Ana, su esposa, soportaba su malhumor como una autómata y rara vez le replicaba, sea cual fuere la orden o reprimenda que el hombre le hacía.

― ¡Tres días tardaste en conseguirme esta habitación para estar solo! –gritó a su esposa- Tuve que soportar al viejo ese que hacía unos ruidos terribles cuando le daban de comer y al que hasta el agua mineral sin gas le producía gases.

― Y bueno, viejo, a mi me llevó dos días el trámite para que te cambiaran de habitación -musitó Ana- Me dijeron que los familiares de él también habían pedido una habitación para estar solos -agregó mientras subía el volumen del televisor.
― Apagá eso que no hay nada para ver -dijo Rodolfo señalando el aparato con gesto ampuloso- y andá hasta la guardia ya mismo a buscar al médico así me da el alta de una buena vez.

― El doctor dijo que él iba a pasar cuando hiciera la recorrida por todas las habitaciones y en ese momento evaluaría…

― Andá, te digo, buscalo ya!
― Pero... ¿te gusta el televisor que te compré? -preguntó Ana a la espera de una palabra afectuosa.
― Te compré, te compré... como si lo fueras a pagar vos, ¡dale che, andá a buscar al médico así me puedo ir a casa que tengo que laburar, porque ahora hay que pagar la tarjeta de crédito con que compraste la tele.

Ana tomó su bolso con las dos manos, asintió con la cabeza las órdenes de Rodolfo y salió con pasos rápidos y cortitos hacia el alivio del silencio.
La mujer deambuló durante largo rato buscando al especialista que atendía a su marido pero no tuvo suerte. Cuando se disponía a subir al ascensor para volver al piso donde estaba internado Rodolfo, tropezó con un hombre corpulento y pelirrojo con guardapolvo blanco que cargaba un televisor y que ni siquiera se disculpó al golpearla con el aparato.
Ana continuó su camino pensando que nunca había visto un pelo tan rojo ni un guardapolvo tan desalineado.

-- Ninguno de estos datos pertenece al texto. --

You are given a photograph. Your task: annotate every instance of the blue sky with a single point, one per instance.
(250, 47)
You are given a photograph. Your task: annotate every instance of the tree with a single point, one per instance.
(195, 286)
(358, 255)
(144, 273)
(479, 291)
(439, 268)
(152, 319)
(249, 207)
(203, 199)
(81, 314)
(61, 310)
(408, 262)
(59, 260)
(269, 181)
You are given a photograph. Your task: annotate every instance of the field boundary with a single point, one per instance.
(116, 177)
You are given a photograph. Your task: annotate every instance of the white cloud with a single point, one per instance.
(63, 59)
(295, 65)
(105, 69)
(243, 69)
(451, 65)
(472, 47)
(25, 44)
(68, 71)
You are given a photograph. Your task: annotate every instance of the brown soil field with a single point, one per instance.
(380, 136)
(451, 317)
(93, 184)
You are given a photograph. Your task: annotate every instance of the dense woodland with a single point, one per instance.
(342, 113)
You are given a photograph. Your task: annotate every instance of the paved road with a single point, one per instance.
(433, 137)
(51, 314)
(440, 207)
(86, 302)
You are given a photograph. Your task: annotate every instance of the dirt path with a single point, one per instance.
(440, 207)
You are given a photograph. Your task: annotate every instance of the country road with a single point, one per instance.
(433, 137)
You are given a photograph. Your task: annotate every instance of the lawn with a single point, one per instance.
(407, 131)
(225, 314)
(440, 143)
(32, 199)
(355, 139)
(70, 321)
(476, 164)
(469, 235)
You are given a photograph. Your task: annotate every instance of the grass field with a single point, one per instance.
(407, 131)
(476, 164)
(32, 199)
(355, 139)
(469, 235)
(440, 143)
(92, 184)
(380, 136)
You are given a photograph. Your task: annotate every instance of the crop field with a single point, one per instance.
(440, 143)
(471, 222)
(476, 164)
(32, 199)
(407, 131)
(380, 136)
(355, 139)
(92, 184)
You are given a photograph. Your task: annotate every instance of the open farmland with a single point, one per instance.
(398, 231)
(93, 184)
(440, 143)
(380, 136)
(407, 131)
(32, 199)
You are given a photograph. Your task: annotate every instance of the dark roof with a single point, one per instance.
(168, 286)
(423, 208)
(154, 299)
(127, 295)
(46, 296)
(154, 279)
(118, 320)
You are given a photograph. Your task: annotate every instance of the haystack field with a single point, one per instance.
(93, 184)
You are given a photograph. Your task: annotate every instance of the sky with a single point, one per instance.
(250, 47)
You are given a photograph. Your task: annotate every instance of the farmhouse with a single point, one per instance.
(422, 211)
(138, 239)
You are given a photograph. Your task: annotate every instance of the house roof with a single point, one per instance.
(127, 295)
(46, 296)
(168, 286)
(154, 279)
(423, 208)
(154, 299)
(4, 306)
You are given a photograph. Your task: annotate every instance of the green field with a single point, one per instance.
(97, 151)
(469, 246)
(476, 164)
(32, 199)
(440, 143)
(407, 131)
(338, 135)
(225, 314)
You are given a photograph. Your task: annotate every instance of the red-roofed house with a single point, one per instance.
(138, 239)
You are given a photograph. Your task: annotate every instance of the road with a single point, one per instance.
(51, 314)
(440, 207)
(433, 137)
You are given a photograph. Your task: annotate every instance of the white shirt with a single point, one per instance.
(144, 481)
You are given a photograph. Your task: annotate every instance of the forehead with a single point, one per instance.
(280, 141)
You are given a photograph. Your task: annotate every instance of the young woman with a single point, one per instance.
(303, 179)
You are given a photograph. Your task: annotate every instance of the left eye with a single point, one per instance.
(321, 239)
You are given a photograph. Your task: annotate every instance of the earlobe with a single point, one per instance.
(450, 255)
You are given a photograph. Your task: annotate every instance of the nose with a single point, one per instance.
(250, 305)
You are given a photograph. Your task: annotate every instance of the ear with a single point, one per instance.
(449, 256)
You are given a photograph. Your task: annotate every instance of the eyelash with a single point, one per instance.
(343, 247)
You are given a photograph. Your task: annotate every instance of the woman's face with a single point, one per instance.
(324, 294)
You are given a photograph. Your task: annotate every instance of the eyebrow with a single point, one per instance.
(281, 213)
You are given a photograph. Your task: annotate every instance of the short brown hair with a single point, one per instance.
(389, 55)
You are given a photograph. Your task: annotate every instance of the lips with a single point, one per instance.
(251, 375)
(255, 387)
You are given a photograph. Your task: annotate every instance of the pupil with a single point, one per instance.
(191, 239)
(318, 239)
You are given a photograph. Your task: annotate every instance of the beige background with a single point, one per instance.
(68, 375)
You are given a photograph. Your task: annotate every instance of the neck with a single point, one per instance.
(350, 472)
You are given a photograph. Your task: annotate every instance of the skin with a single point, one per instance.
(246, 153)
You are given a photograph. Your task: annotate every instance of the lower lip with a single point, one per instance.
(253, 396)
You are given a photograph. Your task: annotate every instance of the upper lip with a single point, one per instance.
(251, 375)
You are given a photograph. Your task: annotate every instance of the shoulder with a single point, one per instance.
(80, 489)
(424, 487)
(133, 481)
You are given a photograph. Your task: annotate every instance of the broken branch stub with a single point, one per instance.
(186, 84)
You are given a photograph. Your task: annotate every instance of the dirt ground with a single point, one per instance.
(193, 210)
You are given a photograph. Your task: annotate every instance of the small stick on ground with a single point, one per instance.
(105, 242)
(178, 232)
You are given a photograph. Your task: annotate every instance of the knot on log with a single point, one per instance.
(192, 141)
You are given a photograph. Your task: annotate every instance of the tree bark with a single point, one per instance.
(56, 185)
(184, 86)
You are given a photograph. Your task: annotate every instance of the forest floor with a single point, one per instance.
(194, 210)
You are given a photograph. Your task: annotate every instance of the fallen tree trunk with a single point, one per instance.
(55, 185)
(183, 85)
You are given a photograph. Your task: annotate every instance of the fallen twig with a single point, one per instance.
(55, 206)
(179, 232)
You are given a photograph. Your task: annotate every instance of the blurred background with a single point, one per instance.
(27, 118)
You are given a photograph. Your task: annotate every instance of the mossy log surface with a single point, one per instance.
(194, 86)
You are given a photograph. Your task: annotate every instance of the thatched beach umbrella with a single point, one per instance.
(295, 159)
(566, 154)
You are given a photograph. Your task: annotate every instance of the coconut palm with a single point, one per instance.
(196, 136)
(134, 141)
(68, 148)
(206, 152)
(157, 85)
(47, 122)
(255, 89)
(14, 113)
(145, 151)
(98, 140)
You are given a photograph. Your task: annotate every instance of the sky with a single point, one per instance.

En unos minutos llegó nuevamente al lado de su esposo al que encontró para su asombro desnudo y boca abajo protestando para no perder la práctica.

― ¡Ah, llegaste ! -bramó- ¿dónde mierda te habías metido?
― Me pediste que busque al médico para que te dé el alta ¿te acordás, viejo?
― ¡Si que me acuerdo, marmota! ¿No viste a un médico pelirrojo? −preguntó gritando.
― No... –dudó− en realidad, si... -contestó mientras miraba la mesa en donde faltaba el televisor
― ¿Lo viste o no lo viste, carajo?
― Si...lo vi en planta baja hace un rato, bajaba del ascensor… llevaba nuestro...
― ¡Llamá un doctor, un doctor! –aulló Rodolfo sin escucharla.

Un médico de anteojos, pelado y con el guardapolvo desabrochado entró corriendo con un estetoscopio en la mano.

― ¿Qué pasa señor, que tiene? -preguntó.
― Un doctor pelirrojo vino hace un rato a tomarme la temperatura rectal y todavía no volvió –gimió Rodolfo todo transpirado.
― Acá no tenemos ningún colega pelirrojo –dijo con gesto pensativo- por otra parte dudo que le puedan tomar la temperatura con esto –agregó mientras le sacaba del traste una birome azul, trazo grueso.

Ana se sentó en un sillón, comentó que les habían robado el televisor y tomándose la cara con ambas manos se inclinó hasta apoyarse en sus rodillas.
El médico pelado, esgrimiendo la lapicera cual batuta, se acercó a la mujer pidiéndole que no llorase, que los bienes materiales se podían reponer, que lo importante, siempre, es la salud.
Rodolfo Chaín por su parte, tapó su cuerpo con la sábana, su cabeza con la almohada y su vergüenza con puteadas en todos los idiomas, cuyo eco –según dicen- aun se escucha en los pasillos de la Policlínica cada vez que un médico decide tomarle a un paciente la temperatura rectal.